Bayesian Inference: It updates prior distributions to posterior distributions.
Machine Learning: Used in algorithms for parameter estimation and model validation.

Examples

Coin Tossing: If we observe 6 heads out of 10 tosses, the likelihood of the probability \( p \) of heads being 0.5 is \( \binom{10}{6} (0.5)^6 (0.5)^4 \).
Regression Analysis: In linear regression, the likelihood of the model parameters given the observed data helps estimate the coefficients.

Considerations

Assumptions: Likelihood-based methods assume the model is correctly specified.
Sensitivity: Likelihood is sensitive to the choice of model and data.
Complexity: Calculating likelihood can be computationally intensive for complex models.

Probability: A measure of the likelihood that an event will occur.
Bayesian Inference: A method that uses likelihood to update prior beliefs.
Maximum Likelihood Estimation (MLE): A method to estimate parameters by maximizing the likelihood function.

Comparisons

Likelihood vs. Probability: Probability measures the chance of an event, while likelihood measures how well a parameter explains the observed data.
Frequentist vs. Bayesian Approaches: Frequentists rely on likelihood without prior distributions, while Bayesians use both likelihood and priors.

Interesting Facts

Likelihood is not a probability but a function proportional to the probability of observed data.
The term “likelihood” was specifically chosen to avoid confusion with probability.

Famous Quotes

“The theory of probabilities is at bottom nothing but common sense reduced to calculation.” - Pierre-Simon Laplace

Proverbs and Clichés

“Seeing is believing” can be loosely tied to the concept of updating beliefs with observed data (Bayesian inference).

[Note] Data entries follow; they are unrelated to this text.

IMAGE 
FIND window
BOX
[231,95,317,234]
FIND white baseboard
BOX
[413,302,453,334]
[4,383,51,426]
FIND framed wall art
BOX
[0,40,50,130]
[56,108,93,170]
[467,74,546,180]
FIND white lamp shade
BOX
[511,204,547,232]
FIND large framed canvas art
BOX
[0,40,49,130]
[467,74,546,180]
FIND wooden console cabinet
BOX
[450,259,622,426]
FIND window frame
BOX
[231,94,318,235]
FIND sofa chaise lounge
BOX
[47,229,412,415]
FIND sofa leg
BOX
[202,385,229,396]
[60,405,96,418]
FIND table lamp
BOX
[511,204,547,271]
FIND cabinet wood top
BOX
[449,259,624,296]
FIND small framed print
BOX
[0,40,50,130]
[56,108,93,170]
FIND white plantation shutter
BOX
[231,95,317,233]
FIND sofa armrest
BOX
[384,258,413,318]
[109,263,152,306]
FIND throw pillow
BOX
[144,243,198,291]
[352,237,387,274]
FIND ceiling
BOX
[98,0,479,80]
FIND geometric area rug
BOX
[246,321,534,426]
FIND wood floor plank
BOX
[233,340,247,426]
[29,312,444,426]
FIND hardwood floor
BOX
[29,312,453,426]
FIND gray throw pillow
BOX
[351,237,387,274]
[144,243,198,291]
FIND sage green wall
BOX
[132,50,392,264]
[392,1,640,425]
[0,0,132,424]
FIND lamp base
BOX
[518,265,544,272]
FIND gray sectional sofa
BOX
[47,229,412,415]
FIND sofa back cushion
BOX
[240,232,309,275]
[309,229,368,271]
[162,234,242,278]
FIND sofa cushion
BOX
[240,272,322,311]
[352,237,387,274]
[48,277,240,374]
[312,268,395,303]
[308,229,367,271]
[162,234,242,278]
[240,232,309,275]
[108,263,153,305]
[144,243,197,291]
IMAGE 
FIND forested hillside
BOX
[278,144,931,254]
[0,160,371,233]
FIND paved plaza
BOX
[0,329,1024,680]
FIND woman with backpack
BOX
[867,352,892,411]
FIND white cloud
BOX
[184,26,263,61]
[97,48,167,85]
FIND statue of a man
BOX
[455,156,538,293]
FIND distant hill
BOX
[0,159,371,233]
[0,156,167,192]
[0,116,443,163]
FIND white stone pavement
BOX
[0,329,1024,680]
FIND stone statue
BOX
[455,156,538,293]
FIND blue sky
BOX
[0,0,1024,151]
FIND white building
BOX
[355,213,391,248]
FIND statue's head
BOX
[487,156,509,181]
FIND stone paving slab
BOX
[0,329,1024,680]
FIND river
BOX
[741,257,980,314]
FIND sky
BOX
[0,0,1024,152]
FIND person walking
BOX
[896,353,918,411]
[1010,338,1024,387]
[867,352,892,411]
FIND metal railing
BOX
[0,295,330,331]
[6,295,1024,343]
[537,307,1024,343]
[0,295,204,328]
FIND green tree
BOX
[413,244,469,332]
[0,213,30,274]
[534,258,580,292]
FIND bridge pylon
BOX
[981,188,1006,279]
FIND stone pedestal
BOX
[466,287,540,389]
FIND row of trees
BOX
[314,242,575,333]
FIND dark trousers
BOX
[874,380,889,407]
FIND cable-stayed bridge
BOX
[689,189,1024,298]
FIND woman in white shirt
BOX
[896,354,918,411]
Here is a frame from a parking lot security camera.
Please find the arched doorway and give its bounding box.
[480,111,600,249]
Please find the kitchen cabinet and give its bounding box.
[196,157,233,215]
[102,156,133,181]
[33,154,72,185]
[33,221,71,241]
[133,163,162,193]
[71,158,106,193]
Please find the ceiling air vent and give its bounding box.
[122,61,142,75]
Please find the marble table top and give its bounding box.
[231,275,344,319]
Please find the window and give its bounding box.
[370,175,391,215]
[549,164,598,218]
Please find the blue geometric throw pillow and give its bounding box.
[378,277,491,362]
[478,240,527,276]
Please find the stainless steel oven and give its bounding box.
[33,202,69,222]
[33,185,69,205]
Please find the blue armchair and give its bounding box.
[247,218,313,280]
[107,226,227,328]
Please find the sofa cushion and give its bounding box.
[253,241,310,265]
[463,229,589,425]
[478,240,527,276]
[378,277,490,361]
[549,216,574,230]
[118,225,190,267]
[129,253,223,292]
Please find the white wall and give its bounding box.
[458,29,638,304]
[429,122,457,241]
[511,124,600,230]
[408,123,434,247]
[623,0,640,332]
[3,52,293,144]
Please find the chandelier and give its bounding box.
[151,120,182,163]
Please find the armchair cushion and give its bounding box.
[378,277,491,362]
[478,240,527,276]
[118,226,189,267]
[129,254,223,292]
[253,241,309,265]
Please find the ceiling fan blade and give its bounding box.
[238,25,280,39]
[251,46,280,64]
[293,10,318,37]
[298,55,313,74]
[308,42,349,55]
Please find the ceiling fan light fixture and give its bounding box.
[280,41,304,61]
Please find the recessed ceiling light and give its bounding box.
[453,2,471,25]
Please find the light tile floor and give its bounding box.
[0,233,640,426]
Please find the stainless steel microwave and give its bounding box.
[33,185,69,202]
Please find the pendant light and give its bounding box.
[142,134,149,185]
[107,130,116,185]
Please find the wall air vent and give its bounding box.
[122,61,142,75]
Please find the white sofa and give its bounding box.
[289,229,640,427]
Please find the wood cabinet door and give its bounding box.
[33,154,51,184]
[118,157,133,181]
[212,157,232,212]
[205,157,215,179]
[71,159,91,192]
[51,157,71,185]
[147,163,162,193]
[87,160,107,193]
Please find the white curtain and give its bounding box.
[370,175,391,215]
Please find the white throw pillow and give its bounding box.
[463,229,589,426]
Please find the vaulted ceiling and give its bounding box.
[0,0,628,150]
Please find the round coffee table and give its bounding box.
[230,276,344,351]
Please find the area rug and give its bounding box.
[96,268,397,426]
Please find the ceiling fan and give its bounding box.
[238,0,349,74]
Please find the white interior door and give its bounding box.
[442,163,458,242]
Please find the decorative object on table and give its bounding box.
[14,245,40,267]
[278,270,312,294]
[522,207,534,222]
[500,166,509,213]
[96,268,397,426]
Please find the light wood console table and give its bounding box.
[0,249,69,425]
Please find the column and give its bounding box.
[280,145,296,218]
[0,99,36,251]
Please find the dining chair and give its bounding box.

Expressions, Jargon, and Slang

MLE (Maximum Likelihood Estimation): The process of estimating parameters that maximize the likelihood function.

FAQs

Q: What is the difference between likelihood and probability?
A: Probability refers to the chance of an event occurring, while likelihood measures how well a parameter value explains the observed data.

Q: How is likelihood used in machine learning?
A: Likelihood is used in model fitting, parameter estimation, and validation of machine learning models.

Q: Can likelihood be negative?
A: No, likelihood is always a non-negative value as it represents a probability.

References

Fisher, R.A. (1922). “On the Mathematical Foundations of Theoretical Statistics”. Philosophical Transactions of the Royal Society.
Bayes, T. (1763). “An Essay towards solving a Problem in the Doctrine of Chances”. Philosophical Transactions of the Royal Society.

Summary

Likelihood is a foundational concept in statistics and probability, essential for understanding and performing data analysis. It quantifies how plausible specific parameter values are given the observed data, playing a critical role in model fitting, hypothesis testing, and Bayesian inference. Mastery of likelihood and its applications is vital for statisticians, data scientists, and researchers in various fields.